Still, dog domestication may have happened long before humans adopted an agrarian life about 10,000 years ago, said Robert Wayne, an evolutionary biologist at UCLA who wasn't involved in the Nature study.
Perhaps dogs evolved through hanging around hunter-gatherers so they could feed on leftover carcasses of the mammoths and mastodons our ancestors killed, Wayne said. In that scenario, the starch-tolerant changes would have cropped up only after dogs were domesticated, just as genetic changes that help break down starch evolved in human beings after we adopted a farming life.

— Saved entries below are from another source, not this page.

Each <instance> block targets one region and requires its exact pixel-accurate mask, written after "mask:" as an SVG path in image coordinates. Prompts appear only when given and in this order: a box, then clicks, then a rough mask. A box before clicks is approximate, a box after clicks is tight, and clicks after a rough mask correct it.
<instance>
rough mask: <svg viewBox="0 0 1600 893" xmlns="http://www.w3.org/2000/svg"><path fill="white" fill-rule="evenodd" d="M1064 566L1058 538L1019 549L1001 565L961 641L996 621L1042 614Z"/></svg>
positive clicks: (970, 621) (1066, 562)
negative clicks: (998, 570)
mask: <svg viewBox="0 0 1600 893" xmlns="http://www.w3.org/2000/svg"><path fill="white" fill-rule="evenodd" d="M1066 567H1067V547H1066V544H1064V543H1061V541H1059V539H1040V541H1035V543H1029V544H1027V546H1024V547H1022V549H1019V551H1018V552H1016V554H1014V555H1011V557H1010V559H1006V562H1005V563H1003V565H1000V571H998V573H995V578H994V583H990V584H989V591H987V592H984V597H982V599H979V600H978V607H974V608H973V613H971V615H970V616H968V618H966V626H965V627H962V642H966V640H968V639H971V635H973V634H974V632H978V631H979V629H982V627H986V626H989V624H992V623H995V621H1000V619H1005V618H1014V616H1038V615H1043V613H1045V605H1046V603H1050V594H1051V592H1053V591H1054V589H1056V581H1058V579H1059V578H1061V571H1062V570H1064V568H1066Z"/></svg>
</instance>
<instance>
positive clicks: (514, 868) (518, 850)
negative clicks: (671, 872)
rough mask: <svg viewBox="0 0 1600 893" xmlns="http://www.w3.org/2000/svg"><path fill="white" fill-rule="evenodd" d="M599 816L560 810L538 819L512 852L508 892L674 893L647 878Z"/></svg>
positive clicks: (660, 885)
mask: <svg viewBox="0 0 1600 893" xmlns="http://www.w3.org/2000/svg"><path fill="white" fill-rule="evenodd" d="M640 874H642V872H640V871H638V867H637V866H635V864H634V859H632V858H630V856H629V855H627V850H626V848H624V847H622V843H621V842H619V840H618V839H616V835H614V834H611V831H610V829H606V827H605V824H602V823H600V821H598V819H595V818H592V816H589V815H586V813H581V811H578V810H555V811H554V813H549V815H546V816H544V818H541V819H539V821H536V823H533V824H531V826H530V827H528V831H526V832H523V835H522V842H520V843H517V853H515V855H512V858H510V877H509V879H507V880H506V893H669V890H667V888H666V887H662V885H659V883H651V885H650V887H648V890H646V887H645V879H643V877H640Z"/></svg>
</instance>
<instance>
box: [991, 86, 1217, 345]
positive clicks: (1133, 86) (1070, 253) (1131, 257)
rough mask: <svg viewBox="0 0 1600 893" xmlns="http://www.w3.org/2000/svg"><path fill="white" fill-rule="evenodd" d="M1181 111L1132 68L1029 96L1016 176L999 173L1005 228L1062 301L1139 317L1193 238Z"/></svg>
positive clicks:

And here's a little of what Patricia McConnell on The Other End of the Leash (one of the most informative and useful blogs on the internet, in my opinion) has to say about it:
This is obviously of great interest to geneticists and evolutionary biologists, but also to those of us who are feeding domestic dogs on a daily basis. As you all are well aware, some argue that wolves primarily eat meat, raw meat at that, and we should use the diet of wild wolves to direct the menus of our companion dogs. At the risk of stirring the pot (so to speak!), about ideal diets for dogs, we would be wise to use the study above to remind ourselves that dogs evolved as omnivores who ate a little bit of just about everything 10 to 12,000 years ago. That does NOT mean that individual dogs do not do better on a particular diet. There is no question that some dogs do better eating “A,” and other dogs can’t handle “A” and do better eating “B.” I’d say the take away messages are to 1) know your dog and 2) don’t be seduced into claims that a new dog food is best for your dog because “it replicates the diet of a wolf.”
The research casts a new light on the daily question we face, as to what is best to feed our dogs. I'll look forward to seeing how the mega-corporations try to jump on the bandwagon on this one! They'll all be saying we should feed their products.
I'm still of the opinion that a raw diet is the best for Penny, together with some commercial foods to make sure we give her the needed supplements, and then also a dash of home cooking - and even more home cooking.